Sidebar — How to Ask Investors for the Right Amount

 

How to Ask for the Right Amount

 

(Or, “Stop the Madness!”)

 

Want to get laughed off/thrown off the set of Shark Tank  before you even demonstrate your product? Just ask for an unrealistically high investment amount for your idea or business.

On the show, dollar amounts and equity stakes are supposed to be calculated based on the company’s valuation (how much it would be worth if put up for sale). Here’s an important note on that: All that investors care about (usually) is a company’s value today. Not its potential value. Not its “pre-liquidation event” value some years in the future.  Today.

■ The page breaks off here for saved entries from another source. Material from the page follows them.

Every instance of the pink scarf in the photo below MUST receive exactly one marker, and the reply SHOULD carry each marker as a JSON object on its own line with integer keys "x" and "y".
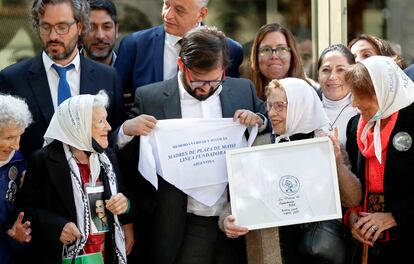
{"x": 374, "y": 171}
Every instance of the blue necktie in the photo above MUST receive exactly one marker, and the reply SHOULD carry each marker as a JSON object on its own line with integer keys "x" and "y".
{"x": 63, "y": 87}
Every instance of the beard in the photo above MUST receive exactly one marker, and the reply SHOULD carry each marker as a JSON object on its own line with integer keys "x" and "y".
{"x": 193, "y": 92}
{"x": 54, "y": 53}
{"x": 99, "y": 54}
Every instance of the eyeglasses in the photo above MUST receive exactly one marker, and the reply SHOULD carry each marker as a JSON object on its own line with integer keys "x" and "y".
{"x": 281, "y": 52}
{"x": 60, "y": 28}
{"x": 199, "y": 83}
{"x": 278, "y": 106}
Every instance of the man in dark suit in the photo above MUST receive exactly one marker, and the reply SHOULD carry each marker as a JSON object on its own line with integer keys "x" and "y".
{"x": 172, "y": 226}
{"x": 149, "y": 55}
{"x": 37, "y": 80}
{"x": 99, "y": 43}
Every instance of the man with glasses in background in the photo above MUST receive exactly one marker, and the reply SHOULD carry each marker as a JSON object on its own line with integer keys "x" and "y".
{"x": 99, "y": 43}
{"x": 59, "y": 71}
{"x": 173, "y": 227}
{"x": 149, "y": 56}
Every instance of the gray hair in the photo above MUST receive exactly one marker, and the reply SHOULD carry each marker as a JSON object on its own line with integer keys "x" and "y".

So when business owners and inventors say, “but you don’t understand, this idea is worth millions!” it really irritates investors. It makes them think that you think they’re dumb. Then they give their money to somebody else. So don’t let that happen.

Here’s how you figure out a plausible valuation — and avoid looking either incredibly arrogant or unbelievably stupid on Shark Tank or in similar venues. At the start of each pitch on the show, they flash a bunch of dollar figures and percentages on the screen. Here’s what that stuff means.

 

The pitch-valuation formula:

 

cash amount being asked for / Equity stake offered (%) = valuation (current cash value of business or asset)

Here’s an example with actual numbers:

 

“Hello, Sharks. My name is Darius Doofledorfer, inventor of the Doof-Proof tactile gluteus stimulation system. I’m here asking for $200,000 in exchange for a 10% stake in my company, DoofProof LLC.

 

$200,000 investment / Equity Stake (10%, or .10) = $2 million

 

So if this were a real pitch on Shark Tank, our friend Darius would likely be met with incredulous comments such as, “So, you want us to buy into the $2 million butt scratcher?!” For that amount of money, any Shark still insane enough to invest would want a much higher ownership stake — like 60% — to compensate for his or her assumed risk.

 

Doing so would also have the effect of lowering the presumed value of the company:

 

$200,000 / 60% = $333,333 (what the company would be more “realistically” valued at)

 

It’s surprising the show’s producers don’t vet contestants’ numbers more carefully. As tough as it is to get on the program, you’d think they’d screen for something so basic. Then again, seeing people so inventively insulted by Mr. Wonderful does make for great television.